Formula: (X / 100) × Y
Why a figuring percentages calculator is useful
Percentages show up everywhere: discounts, tips, tax, grades, savings growth, investment returns, and business metrics. A good figuring percentages calculator helps you move from “rough guess” to confident answer in seconds.
Instead of memorizing every formula, you can use one tool for the three most common tasks:
- Find a percentage of a number (like 18% tip on a bill).
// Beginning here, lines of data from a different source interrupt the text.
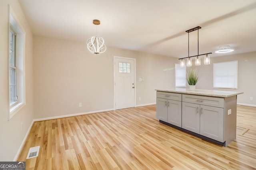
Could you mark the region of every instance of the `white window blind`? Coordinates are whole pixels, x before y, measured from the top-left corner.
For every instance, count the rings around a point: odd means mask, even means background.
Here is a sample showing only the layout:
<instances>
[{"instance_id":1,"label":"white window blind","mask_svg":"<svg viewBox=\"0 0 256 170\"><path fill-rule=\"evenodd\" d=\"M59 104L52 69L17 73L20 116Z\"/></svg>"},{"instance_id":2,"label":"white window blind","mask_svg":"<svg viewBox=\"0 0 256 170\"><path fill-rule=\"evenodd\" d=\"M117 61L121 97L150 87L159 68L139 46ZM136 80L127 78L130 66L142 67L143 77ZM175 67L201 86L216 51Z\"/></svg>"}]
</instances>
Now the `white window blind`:
<instances>
[{"instance_id":1,"label":"white window blind","mask_svg":"<svg viewBox=\"0 0 256 170\"><path fill-rule=\"evenodd\" d=\"M213 88L237 89L238 61L213 63Z\"/></svg>"},{"instance_id":2,"label":"white window blind","mask_svg":"<svg viewBox=\"0 0 256 170\"><path fill-rule=\"evenodd\" d=\"M180 67L179 64L175 64L175 86L186 87L186 67Z\"/></svg>"}]
</instances>

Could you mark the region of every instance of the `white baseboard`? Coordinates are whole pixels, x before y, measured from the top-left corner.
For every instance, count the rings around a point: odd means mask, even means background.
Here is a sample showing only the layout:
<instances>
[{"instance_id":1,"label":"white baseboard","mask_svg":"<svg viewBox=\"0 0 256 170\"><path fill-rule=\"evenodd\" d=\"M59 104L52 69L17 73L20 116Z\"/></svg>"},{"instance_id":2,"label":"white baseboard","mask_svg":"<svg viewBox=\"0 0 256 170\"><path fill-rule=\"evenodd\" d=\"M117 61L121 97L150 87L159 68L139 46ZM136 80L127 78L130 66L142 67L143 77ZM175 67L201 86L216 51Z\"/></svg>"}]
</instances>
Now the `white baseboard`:
<instances>
[{"instance_id":1,"label":"white baseboard","mask_svg":"<svg viewBox=\"0 0 256 170\"><path fill-rule=\"evenodd\" d=\"M256 107L256 105L255 104L246 104L244 103L238 103L238 105L243 105L243 106L252 106L252 107Z\"/></svg>"},{"instance_id":2,"label":"white baseboard","mask_svg":"<svg viewBox=\"0 0 256 170\"><path fill-rule=\"evenodd\" d=\"M145 106L152 105L152 104L156 104L156 103L148 103L147 104L139 104L136 105L136 107Z\"/></svg>"},{"instance_id":3,"label":"white baseboard","mask_svg":"<svg viewBox=\"0 0 256 170\"><path fill-rule=\"evenodd\" d=\"M112 110L114 110L114 109L107 109L106 110L98 110L97 111L89 111L88 112L80 113L71 114L70 115L63 115L58 116L54 116L52 117L46 117L46 118L42 118L42 119L34 119L34 121L43 121L44 120L50 120L51 119L62 118L63 117L70 117L72 116L78 116L80 115L86 115L87 114L90 114L90 113L95 113L102 112L103 111L111 111Z\"/></svg>"},{"instance_id":4,"label":"white baseboard","mask_svg":"<svg viewBox=\"0 0 256 170\"><path fill-rule=\"evenodd\" d=\"M23 146L24 145L24 144L25 144L25 143L26 142L26 140L27 139L28 136L28 135L29 134L29 133L30 131L30 130L32 128L32 126L33 126L33 124L34 124L34 121L35 121L34 120L33 120L33 121L32 121L32 122L31 122L31 124L30 124L30 125L29 127L29 128L28 130L28 131L27 131L27 133L26 133L26 135L25 135L25 137L24 137L24 139L23 139L23 140L22 141L22 142L21 143L21 144L20 144L20 146L19 148L19 149L18 150L18 151L17 152L17 153L16 154L16 155L15 155L14 158L13 159L13 161L14 162L17 161L17 159L18 159L18 157L19 156L19 155L20 154L20 151L21 151L21 150L22 149L22 148L23 147Z\"/></svg>"}]
</instances>

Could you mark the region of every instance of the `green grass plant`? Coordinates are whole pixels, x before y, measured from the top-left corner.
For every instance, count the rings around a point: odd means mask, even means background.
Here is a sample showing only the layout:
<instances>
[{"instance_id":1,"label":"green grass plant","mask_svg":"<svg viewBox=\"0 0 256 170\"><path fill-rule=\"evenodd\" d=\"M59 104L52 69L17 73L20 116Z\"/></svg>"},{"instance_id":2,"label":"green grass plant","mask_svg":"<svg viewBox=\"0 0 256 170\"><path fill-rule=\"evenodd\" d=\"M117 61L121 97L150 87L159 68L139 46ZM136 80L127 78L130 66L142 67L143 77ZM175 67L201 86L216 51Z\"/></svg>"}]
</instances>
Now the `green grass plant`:
<instances>
[{"instance_id":1,"label":"green grass plant","mask_svg":"<svg viewBox=\"0 0 256 170\"><path fill-rule=\"evenodd\" d=\"M195 85L198 80L197 70L191 68L186 73L186 80L190 85Z\"/></svg>"}]
</instances>

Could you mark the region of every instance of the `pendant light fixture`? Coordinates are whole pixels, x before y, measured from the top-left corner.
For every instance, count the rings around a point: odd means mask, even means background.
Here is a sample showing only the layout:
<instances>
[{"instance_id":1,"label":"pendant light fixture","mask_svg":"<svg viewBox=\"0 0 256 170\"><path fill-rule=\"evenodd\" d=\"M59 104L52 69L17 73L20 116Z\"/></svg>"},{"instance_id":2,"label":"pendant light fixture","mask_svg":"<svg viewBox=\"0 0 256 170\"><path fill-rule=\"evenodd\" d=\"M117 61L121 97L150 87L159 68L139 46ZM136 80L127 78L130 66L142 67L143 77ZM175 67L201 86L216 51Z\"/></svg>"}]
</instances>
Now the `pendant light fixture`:
<instances>
[{"instance_id":1,"label":"pendant light fixture","mask_svg":"<svg viewBox=\"0 0 256 170\"><path fill-rule=\"evenodd\" d=\"M210 64L210 56L206 54L206 55L204 56L204 64L205 65Z\"/></svg>"},{"instance_id":2,"label":"pendant light fixture","mask_svg":"<svg viewBox=\"0 0 256 170\"><path fill-rule=\"evenodd\" d=\"M98 20L94 20L92 23L98 25L100 21ZM97 37L97 27L96 27L96 37L92 37L87 40L87 48L92 53L98 54L104 53L106 49L104 40L101 37Z\"/></svg>"},{"instance_id":3,"label":"pendant light fixture","mask_svg":"<svg viewBox=\"0 0 256 170\"><path fill-rule=\"evenodd\" d=\"M210 56L208 55L209 54L212 54L212 53L208 53L205 54L199 54L199 40L198 40L198 30L201 28L201 27L197 26L194 28L192 28L192 29L189 29L186 31L186 33L188 33L188 57L186 57L182 58L180 59L179 59L179 60L181 60L180 62L180 67L184 67L185 66L185 63L184 61L183 60L184 59L188 58L187 61L187 66L192 66L192 60L191 57L196 57L196 58L195 59L195 64L196 66L200 66L201 65L201 59L199 57L199 56L201 55L206 55L204 57L204 64L210 64ZM194 55L193 56L189 56L189 33L190 32L198 30L197 31L197 55Z\"/></svg>"}]
</instances>

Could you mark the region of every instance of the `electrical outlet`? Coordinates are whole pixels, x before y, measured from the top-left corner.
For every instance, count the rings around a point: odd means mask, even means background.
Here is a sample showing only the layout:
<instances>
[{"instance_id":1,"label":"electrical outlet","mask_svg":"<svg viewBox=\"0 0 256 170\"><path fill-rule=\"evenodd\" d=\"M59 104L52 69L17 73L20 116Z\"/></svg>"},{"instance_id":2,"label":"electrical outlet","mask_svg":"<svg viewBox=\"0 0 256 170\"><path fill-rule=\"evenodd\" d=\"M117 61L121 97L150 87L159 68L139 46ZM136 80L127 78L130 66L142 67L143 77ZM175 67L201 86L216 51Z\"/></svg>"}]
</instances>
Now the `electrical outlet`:
<instances>
[{"instance_id":1,"label":"electrical outlet","mask_svg":"<svg viewBox=\"0 0 256 170\"><path fill-rule=\"evenodd\" d=\"M231 109L230 109L228 110L228 115L230 115L231 114Z\"/></svg>"}]
</instances>

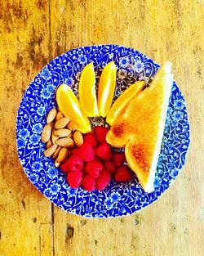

- Find what percent one number is of another (like test score percentage).
- Find percent change between old and new values (like price increases or revenue growth).
How to use this calculator
1) What is X% of Y?
Use this when you already know the percent and the whole amount.
- Example: What is 25% of 80?
- Answer: 20
2) X is what percent of Y?
Use this when you know the part and the whole, and need the percentage.
- Example: 30 is what percent of 120?
- Answer: 25%
3) Percent change (old to new)
Use this to measure growth or decline from an original value to a new value.
- Example: Old price $50, new price $65.
- Percent change: +30% increase.
Real-life percentage examples
Shopping discounts
If a jacket is $120 and discounted by 35%, the discount amount is 35% of 120 = $42. Final price = $78.
Restaurant tips
For a $64 meal and a 20% tip: 20% of 64 = $12.80. Total = $76.80.
Exam scores
If you score 42 out of 50, your percentage is 42 ÷ 50 × 100 = 84%.
Income growth
If monthly income rises from $3,000 to $3,450, percent change is (3450 - 3000) ÷ 3000 × 100 = +15%.
Common mistakes when figuring percentages
- Mixing part and whole: Always know which number is the full amount.
- Forgetting to divide by 100: 15% means 15/100, not 15.
- Wrong percent change base: Change should be divided by the old/original value.
- Rounding too early: Round at the final step for better accuracy.
Percentage formulas at a glance
Keep these simple formulas handy:
- Percentage of a number: (Percent ÷ 100) × Number
- What percent: (Part ÷ Whole) × 100
- Percent change: ((New - Old) ÷ Old) × 100
Final thoughts
Whether you are budgeting, comparing prices, tracking performance, or checking grades, mastering percentages gives you an everyday advantage. Use this figuring percentages calculator whenever you want a quick and reliable answer.